Storage-as-a-Service

January 18, 2025

In an era where AI is rapidly commoditizing traditional software businesses, the most promising opportunities lie in combining software efficiency with real-world services. While tech headlines focus on the latest AI breakthroughs, traditional industries, often overlooked by software talent, present untapped potential. One such industry is the physical storage space industry – a decidedly unsexy business that's been around since ancient times, yet remains as essential as ever. Unlike digital services that risk AI disruption, you can't digitize your furniture or holiday decorations. This creates an interesting opportunity: bringing the now cheap, but high-quality software efficiency to a business that will always need atoms, not just bits.

While many traditional industries are ripe for software modernization, physical storage stands out as particularly compelling.

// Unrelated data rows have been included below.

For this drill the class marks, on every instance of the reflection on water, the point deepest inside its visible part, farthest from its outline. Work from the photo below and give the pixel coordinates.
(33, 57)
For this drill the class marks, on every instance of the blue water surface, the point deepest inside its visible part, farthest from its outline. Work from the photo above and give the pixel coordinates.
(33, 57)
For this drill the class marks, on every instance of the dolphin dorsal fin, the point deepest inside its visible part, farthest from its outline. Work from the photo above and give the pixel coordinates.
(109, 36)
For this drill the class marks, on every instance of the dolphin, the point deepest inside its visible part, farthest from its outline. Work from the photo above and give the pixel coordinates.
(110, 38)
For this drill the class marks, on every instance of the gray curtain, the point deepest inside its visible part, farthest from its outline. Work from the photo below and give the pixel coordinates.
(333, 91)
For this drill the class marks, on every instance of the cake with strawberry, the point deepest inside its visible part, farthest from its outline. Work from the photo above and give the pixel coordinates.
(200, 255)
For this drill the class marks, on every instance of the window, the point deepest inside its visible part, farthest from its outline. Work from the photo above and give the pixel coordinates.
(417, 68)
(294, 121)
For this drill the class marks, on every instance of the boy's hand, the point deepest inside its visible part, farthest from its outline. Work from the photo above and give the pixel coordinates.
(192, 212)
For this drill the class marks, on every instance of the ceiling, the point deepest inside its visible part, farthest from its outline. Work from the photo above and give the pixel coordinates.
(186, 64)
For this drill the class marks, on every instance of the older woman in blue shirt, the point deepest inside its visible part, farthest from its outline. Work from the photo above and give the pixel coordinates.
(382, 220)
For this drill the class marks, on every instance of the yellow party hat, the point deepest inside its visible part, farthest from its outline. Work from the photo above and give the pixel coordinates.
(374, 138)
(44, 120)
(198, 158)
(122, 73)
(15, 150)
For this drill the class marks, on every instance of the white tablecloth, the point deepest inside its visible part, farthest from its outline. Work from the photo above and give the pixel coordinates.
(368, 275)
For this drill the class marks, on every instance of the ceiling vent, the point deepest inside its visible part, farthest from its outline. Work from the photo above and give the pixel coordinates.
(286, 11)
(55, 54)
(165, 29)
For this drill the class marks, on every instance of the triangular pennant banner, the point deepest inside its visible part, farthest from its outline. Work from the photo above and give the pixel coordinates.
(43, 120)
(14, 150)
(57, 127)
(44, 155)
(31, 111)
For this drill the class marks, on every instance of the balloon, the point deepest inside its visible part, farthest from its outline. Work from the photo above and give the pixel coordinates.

Not only does it have natural defenses against AI commoditization, but it also shares many characteristics with the SaaS business model that tech investors have come to love.

The Current Analysis

Let's compare it to the economics of SaaS businesses – the darling of the tech industry for the past two decades. SaaS companies like Salesforce report operating margins of 3.3% GAAP and 22.5% non-GAAP in FY23, Zoom at 5.6% GAAP and 35.9% non-GAAP in FY23, and Microsoft at 35.6% GAAP after factoring in all operating costs including sales, marketing, R&D, and corporate overhead. These numbers tell a story of businesses that, despite their "software margins," spend heavily to maintain growth and fight competition.

For storage businesses, we need to be careful with comparisons. Public Storage's operating margin was around 50.88% in 2023 after including all corporate expenses (source)., which is competitive with the high-end margins of mature SaaS companies like Microsoft.

What makes this particularly interesting is the cost structure: while SaaS companies spend heavily on R&D and customer acquisition (Salesforce spent 44% of revenue on sales and marketing in 2023), storage businesses maintain strong margins with minimal marketing spend and virtually no R&D costs. Their primary expenses are property maintenance and staff, which remain relatively stable year over year.

What's even more compelling is the stability of these economics over time. While SaaS companies face constant pressure to innovate and spend more on customer acquisition, storage businesses have demonstrated remarkable resilience. During the 2008 financial crisis, national self-storage occupancy rates experienced lows but remained above 82%. In 2020's pandemic, the self-storage sector was one of the few real estate segments that maintained steady revenue and margins. This stability stems from the fundamental nature of the business – people's need for storage tends to increase during both economic expansions (more consumption) and contractions (downsizing). Compare this to the current SaaS landscape, where companies face a double threat: rising customer acquisition costs and increasing pressure from AI commoditization.

The Opportunity

The opportunity becomes clearer when looking at MakeSpace, a notable attempt to modernize the storage industry. Founded in 2013, MakeSpace raised over $133 million in venture funding trying to build a "tech-enabled" storage company. Their vision was compelling: replace the traditional self-storage model with a full-service solution including pickup, photo cataloging, and on-demand delivery, all managed through a mobile app. By 2019, they had expanded to 31 markets in North America.

However, despite the strong growth and significant funding, MakeSpace was eventually acquired by Clutter in 2022 – likely a less-than-ideal outcome for investors given the quiet nature of the deal. Most people might look at this as evidence that modernizing storage doesn't work, but I see it differently. MakeSpace's story is a classic case of venture-scale overhead meeting a business that needed capital efficiency. They built impressive technology and achieved significant scale, but the high burn rate from rapid expansion and heavy operational costs ultimately proved unsustainable.

The mission here, in a post-AI world, is to build MakeSpace 2.0 with a fraction of the overhead. Modern development tools and AI-powered automation can deliver the same (or better) customer experience at a fraction of the development cost. The beauty of storage is that it's not a winner-take-all market – you don't need venture scale to build a highly profitable business. A focused, capital-efficient operation could generate millions in stable profits while being immune to the AI disruption facing pure software businesses.

If you look at any storage company website today, you'll still see landing pages that look like they're from the 90s – no price transparency, just phone numbers and quote forms. The industry is ready for modernization, but it needs to be done with capital efficiency in mind. As an indie hacker and software engineer, I believe building a modern storage company with today's tech stack is as safe of a bet as they come.

In my next post, I'll break down the specific technical and operational approaches I'm planning to take. The goal isn't to reinvent storage – it's to bring much-needed modernization to an industry that's proven its staying power.